CARACAS, Venezuela (AP) — Ride-sharing apps like Uber, DiDi and Lyft may have traveled across much of the globe, but they have yet to roll into Venezuela, where U.S. sanctions and years of hyperinflation and other woes have made it difficult to operate.
So a handful of local entrepreneurs have launched their own ride-sharing apps — and it seems they’re finding a welcome among customers frustrated by scarce taxis, outdated buses and an antiquated subway system.
Department store buyer Maria Arreaza, 39, has long depended on public transportation to get to her downtown office and was intrigued by the ads for the new Ridery app, though she was skeptical at first.
“I said, ‘Well, I’ll do the test.’ I made a service request and the app seemed very friendly. I kept trying, I asked for more favors … (and) so I became a high frequency user.”
So much so that when her mother spent nearly two months in the hospital due to COVID-19, she requested at least four trips a day to the hospital and then home or to work.
Ridery is one of at least three Venezuelan ride-sharing apps that launched during the pandemic — and that took advantage of the de facto currency switch from the Venezuelan bolivar to the U.S. dollar, which helped curb years of soaring inflation. The new services set prices in dollars and allow riders to pay with bank cards or transfer services instead of bills.
Public transport across the country is a mix of public and private enterprises, all of which have been in decline. Some of the buses around Caracas are so old that they’ve earned nicknames like the Immortals, while others have proved too lethal due to lack of spare parts or maintenance.
Parts of the city’s metro are often out of service. Meanwhile, the city is running out of taxi ranks after years of hyperinflation and foreign migration decimated much of the middle class that patronized them.
Pickpocketing, sweat and noxious fumes are commonplace at street level and on the subway.
All are also struggling with payment methods, partly due to the shortage of bolivars. The government system doesn’t accept foreign currency, and private operators can’t easily give people change unless the fare is rounded up to the equivalent of a dollar bill: quarters, dimes, and nickels aren’t in circulation.
And in a country where there is a lot of suspicion and mistrust, the information that apps provide about the driver, vehicle, cost and route has attracted consumers.
“Everyone told us we were crazy, that no one here was going to get into a car with a stranger, and so we launched with our own investment … seeing what would happen,” said Gerson Gomez, CEO and founding partner of Ridery, which was launched in March 2021.
“Delivery requests have already started to increase in Venezuela. Dollarization has allowed common e-commerce transactional means like credit cards to be really accepted in Venezuela, and also … you’ve heard from a lot of people that the city is a little bit safer.”
According to the company, the program now operates in 12 cities and has 400,000 trips per month with 12,000 drivers.
Its main competitor, Yummy, which launched in 2020 as a delivery app and later moved into ride-sharing, did not respond to a request for an interview.
However, application services are not available to everyone. The minimum wage in the country is $30. Average monthly wages in the private sector are less than $100. So even a trip of a few miles for $3 can be a big part of many budgets.
Gerzon said drivers make an average of more than $700 a month, excluding expenses such as gas and maintenance. He added that he thinks ride-sharing and delivery apps help even those who don’t use them.
“When a man who works in your store and makes $50 tells you he’s going to quit because he’s going to work in delivery with a motorcycle that his cousin will lend him and he’s going to make $400 a month, you’re being forced to increase salary,” Gerzon said. “I think those additions have helped in cities where they’re raising wages a little bit.”
App rides tend to be cheaper than taxi fares, though so far they haven’t sparked the kind of large-scale protests seen by taxi drivers in other countries.
And some drivers say that they did not get the profits they had hoped for.
After seeing an ad on social media, William Devia passed a vehicle inspection and interview to become a driver for the app in October. He had been a taxi driver for 10 years, and since taxis in Caracas are only marked by lights on the roof – no special paint or additional signage – he decided he might as well give the app a try.
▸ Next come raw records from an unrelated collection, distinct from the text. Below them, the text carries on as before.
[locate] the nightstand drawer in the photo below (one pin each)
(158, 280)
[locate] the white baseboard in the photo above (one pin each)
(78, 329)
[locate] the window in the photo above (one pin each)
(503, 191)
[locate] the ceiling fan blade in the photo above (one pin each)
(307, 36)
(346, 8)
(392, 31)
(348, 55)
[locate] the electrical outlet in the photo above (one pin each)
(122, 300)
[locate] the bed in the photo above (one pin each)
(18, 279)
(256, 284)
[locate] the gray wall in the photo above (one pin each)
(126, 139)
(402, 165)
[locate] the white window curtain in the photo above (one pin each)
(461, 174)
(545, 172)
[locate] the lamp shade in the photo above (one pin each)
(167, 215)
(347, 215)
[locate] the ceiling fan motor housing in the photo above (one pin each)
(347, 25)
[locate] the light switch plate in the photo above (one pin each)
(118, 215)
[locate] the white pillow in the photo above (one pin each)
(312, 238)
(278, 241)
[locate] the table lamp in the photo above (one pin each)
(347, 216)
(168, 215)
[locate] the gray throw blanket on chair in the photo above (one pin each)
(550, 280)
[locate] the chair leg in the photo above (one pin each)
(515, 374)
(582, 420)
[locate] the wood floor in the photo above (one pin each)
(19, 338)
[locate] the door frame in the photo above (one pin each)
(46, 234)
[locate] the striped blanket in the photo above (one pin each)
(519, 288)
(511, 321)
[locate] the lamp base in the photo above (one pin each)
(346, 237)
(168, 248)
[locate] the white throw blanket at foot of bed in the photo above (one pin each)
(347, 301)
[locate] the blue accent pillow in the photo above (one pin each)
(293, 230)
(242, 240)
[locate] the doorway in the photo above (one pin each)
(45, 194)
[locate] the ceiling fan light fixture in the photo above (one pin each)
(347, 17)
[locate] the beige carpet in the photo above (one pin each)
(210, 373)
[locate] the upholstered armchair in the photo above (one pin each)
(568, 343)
After several trips, 33-year-old Devia decided that nothing would work out.
“The customer will always look for the cheapest,” Devia said. “Everyone takes care of their wallet. It was unprofitable because they (the programs) demand a lot — that there is not a single scratch on the car — for how few people will earn.”
But as for Angel Altuve, the 10 trips he strives to make each day help him supplement his $30 monthly pension. Altuve was fired from the leadership position after 20 years due to the crisis in the country.
“It depends on the day because there are times when there are only minimum rate trips. This is a random thing, – said 60-year-old Alduv. “So for those 10 trips I could make $20 from the net profit I had left. But if the services go to more remote places, I could make $45-$50.”